Murray Aitken, the executive director of the IMS Institute for Healthcare Informatics, in Parsippany, New Jersey, and colleagues found that forecasts suggest a moderation in prescription drug spending growth after 2014. The spending growth will average at 6.7% from 2016 through 2025.

“The recent acceleration in FDA approvals of new drugs, innovative and increasingly patient-friendly formulations, and regulatory initiatives may all be contributing to new treatment options, improved outcomes, and faster drug spending growth,” the authors wrote. “However, consolidation on the demand side by pharmacy benefit managers, insurers’ shift to increased patient copayments, and highly visible drug price increases by some manufacturers suggest that drug spending growth will likely be highly publicized and controversial.”

Study Design and Results

The authors analyzed US prescription drug spending trends using data from IMS Health’s National Sales Perspectives (NSP).
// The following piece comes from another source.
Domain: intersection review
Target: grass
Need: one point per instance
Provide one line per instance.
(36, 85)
Both price and quantity components for brand-name and generic medications were considered.

The observed spending patterns included:

  • Before the real pharmaceutical spending picked up in 2014, it gradually decelerated from 6.1% in 2006 to 4.5% in 2012.
  • The reduction in spending on brand-name drugs was significant in 2012 when several known-names, such as Lipitor, Plavix, Singulair, Actos, and Lexapro, faced generic competition for the first time. The brand-name drugs lost exclusivity and consequently, $49 billion in real invoice spending.
  • Spending picked up in 2014 because of introduction of new brand-name drugs. Several new drug launches to treat cancers, multiple sclerosis, and diabetes also contributed to spending growth.

Spending will Increase, but in Moderation

Based on the study of manufacturers’ rebates and discounts on prices, the researchers identified the 3 key factors that will most likely influence prescription spending over the next decade:

  1. A strengthening of the innovation pipeline
  2. Consolidation among buyers such as wholesalers, pharmacy benefit managers, and health insurers
  3. Reduced incidence of patent expirations (meaning fewer cheaper generic drug substitutes entering the market)

The pharmaceutical market landscape is evolving dramatically. However, the sudden growth that was seen in 2014 was a one-time phenomenon. Over the long term, based on the forecasts for 2016 through 2025, the retail prescription drug spending is expected to average at 6.7%.